The first Crop Progress Report for November shows a disappointing corn harvest number- while the national soybean harvest stat is slightly behind what the pre report trade expectation was.
In the case of corn, harvest through November 3rd is only 52% complete- versus an expected number for this week's report by the trade of 58%. That 52% number continues to be well under the 74% of a year ago and the 75% five year average. The "I" states are all roughly 30 pecentage points behind normal- Iowa at 43%, Indiana at 57% and Illinois at 58%. The harvest situation in North Dakota appears to be in the most dire condition- only 10% of their corn crop is now harvested versus a five year average of 60% by this date.
The soybean harvest number this week is at 75%- versus 77% expected by the trade.

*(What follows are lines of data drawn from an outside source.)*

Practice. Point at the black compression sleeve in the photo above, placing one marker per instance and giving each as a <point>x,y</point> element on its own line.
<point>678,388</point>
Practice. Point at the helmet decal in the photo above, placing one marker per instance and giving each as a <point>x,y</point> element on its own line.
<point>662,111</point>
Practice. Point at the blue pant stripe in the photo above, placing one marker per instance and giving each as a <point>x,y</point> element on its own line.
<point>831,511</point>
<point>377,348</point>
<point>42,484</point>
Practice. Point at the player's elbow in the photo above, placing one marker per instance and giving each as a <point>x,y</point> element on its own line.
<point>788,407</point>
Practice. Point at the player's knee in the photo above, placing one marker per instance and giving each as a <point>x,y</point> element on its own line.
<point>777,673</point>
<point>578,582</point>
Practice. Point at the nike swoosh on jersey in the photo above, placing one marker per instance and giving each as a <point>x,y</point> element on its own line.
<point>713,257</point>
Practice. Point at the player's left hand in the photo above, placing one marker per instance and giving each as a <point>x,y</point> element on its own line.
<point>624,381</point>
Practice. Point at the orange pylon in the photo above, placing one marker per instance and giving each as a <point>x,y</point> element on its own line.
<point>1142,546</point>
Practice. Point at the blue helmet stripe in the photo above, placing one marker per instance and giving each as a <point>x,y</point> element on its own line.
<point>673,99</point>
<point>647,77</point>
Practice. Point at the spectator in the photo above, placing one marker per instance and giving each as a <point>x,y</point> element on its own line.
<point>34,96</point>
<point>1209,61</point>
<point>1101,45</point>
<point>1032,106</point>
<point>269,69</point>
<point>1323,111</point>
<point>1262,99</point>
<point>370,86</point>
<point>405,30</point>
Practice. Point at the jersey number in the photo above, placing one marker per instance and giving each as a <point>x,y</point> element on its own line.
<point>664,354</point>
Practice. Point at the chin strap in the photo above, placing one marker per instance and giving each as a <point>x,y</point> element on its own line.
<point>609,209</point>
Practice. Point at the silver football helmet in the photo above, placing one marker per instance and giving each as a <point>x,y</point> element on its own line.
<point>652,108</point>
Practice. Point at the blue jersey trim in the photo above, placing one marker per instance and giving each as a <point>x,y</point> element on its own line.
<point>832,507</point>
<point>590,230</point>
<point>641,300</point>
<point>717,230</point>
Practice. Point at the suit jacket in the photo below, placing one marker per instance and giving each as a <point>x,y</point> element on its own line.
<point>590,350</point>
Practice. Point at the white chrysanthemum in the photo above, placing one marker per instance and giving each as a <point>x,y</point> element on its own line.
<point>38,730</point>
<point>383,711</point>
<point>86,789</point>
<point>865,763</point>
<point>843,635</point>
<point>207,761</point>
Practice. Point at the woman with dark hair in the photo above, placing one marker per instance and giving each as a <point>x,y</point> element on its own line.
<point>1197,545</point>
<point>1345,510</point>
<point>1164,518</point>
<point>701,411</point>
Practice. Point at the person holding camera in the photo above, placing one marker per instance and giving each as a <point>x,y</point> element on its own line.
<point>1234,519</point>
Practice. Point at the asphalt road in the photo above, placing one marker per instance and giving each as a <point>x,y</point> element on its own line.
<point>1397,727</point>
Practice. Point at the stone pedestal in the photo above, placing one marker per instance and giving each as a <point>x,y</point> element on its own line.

In 2018 by this date- the soybean harvest was 81% complete, while the five year average stands at 87%. Both Illinois and Iowa have a five year soybean harvest number for this week of 91%- Illinois is 14 percentage points under that at 77% and Iowa is 11 percentage points behind at 80%. Missouri is struggling with their soybean harvest at just 54% harvested- 19 percentage points behind their five year average of 73% harvested.
Nationally- the US Cotton Crop is actually ahead of a year ago and the five year average- now at 53% harvested versus 48% a year ago and the five year number- 51%.
The southern plains wheat crop is almost all in the ground- with Oklahoma now 93% planted and Kansas checking in at 94% planted- both of thoese numbers are 12 percentage points ahead of planting in each state- and both numbers are exactly three percentage points ahead of the five year average. Texas still has some planting to do- now at 78% planted- one point behind the five year average but six points farther along than in 2018. Emergence in the three southern plains states now stands at 83% for Oklahoma, 72% for Kansas and 57% in Texas.